Draft Withdrawal Agreement

A number of constituents have written to me to share their views since the Prime Minister set out the draft withdrawal agreement on the 14th of November, and so I wanted to set out my views.  
I believe the UK deserves a better deal than that which is currently on offer.  No one can possibly know why each of the 17.4 million people who voted to leave the EU did so.  But I am certain that very few of them did so in the hope or expectation that we'd end up with the deal that the Prime Minister has done with the EU.
There are hundreds of pages of detail in the draft withdrawal agreement.  The terms over which many have expressed serious misgivings would, for all intents and purposes, bind the UK to the rules of the EU and the jurisdiction of the ECJ without our having any ability to influence those rules.
It is theoretically possible that during the proposed transition period both sides could agree a comprehensive free trade agreement, and thereby avoid the so-called 'backstop.'  But that is unlikely. 
The backstop suits the EU far better than it suits the UK. It would require us to pay large annual sums to Brussels, it would effectively subject us to Customs Union and Single Market rules, with no UK say in framing those rules - and it would divide Northern Ireland from the rest of the U.K.
There is little incentive for the EU to negotiate in good faith, which means the backstop could easily become the long-term basis of the UK-EU relationship.  Indeed, in his resignation letter, Dominic Raab made it clear that the backstop "is now also taken as the starting point for negotiating the Future Economic Partnership".  
The current withdrawal deal has united Leave and Remain voters in the House and has virtually no chance of making it through Parliament. Time is fast running out, and given the near-certainty of the deal being voted down in Parliament, I don't believe we can afford to waste more time on it. I have therefore made clear that I will not be supporting it.
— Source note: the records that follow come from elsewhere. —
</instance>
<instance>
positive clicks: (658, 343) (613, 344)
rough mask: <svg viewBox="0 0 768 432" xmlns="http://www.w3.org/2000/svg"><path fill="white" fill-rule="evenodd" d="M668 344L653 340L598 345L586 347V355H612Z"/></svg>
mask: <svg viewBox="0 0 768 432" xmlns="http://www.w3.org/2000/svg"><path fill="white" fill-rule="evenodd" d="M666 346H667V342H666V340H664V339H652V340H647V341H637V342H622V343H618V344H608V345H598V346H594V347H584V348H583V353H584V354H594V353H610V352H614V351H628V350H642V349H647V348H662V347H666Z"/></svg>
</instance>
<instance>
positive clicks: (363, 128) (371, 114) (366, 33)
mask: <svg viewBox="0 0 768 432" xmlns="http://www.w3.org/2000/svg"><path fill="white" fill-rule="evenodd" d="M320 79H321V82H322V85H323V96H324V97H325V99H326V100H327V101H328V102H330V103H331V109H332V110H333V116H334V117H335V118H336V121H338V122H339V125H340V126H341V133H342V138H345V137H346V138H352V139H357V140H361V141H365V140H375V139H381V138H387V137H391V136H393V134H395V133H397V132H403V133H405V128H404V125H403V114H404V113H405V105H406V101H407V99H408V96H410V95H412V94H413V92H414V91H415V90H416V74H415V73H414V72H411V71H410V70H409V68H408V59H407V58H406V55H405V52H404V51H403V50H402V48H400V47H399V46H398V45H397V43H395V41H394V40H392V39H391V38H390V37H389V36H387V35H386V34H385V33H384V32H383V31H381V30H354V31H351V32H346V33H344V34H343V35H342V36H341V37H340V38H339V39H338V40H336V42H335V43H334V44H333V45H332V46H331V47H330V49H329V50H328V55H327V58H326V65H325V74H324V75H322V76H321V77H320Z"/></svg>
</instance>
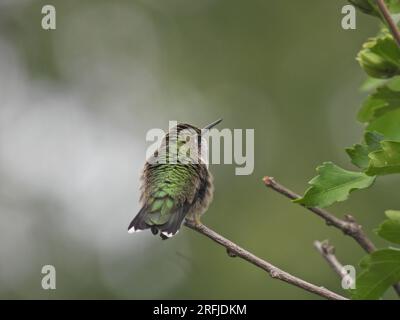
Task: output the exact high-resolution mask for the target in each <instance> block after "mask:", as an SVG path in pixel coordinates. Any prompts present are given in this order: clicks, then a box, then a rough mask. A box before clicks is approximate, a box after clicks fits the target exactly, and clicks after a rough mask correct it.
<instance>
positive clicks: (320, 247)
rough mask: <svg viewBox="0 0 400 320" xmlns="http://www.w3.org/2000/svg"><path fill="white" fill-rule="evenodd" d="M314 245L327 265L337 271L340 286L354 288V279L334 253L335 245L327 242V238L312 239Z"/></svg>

I don't agree that the choice is between this deal, 'no deal,' or no Brexit.  There is time to bring forward the option which Brussels has long been expecting - and which makes most sense for the 5th largest economy in the World: a withdrawal agreement that lays the foundations for a comprehensive free trade agreement based on mutual respect and recognition.
I understand that this issue - more than any other in my political lifetime - divides opinion.  On this issue, it is not possible to take a position that unites everyone.  Whether it be calls for a second referendum, for a 'no deal', for a comprehensive Canada-style free trade agreement, or simply for Brexit to be abandoned - each position elicits a passion and sometimes even fervour, the likes of which I have never seen in politics. However my job is nevertheless to focus on effecting decisions which in my view offer the best hope for the future of our country.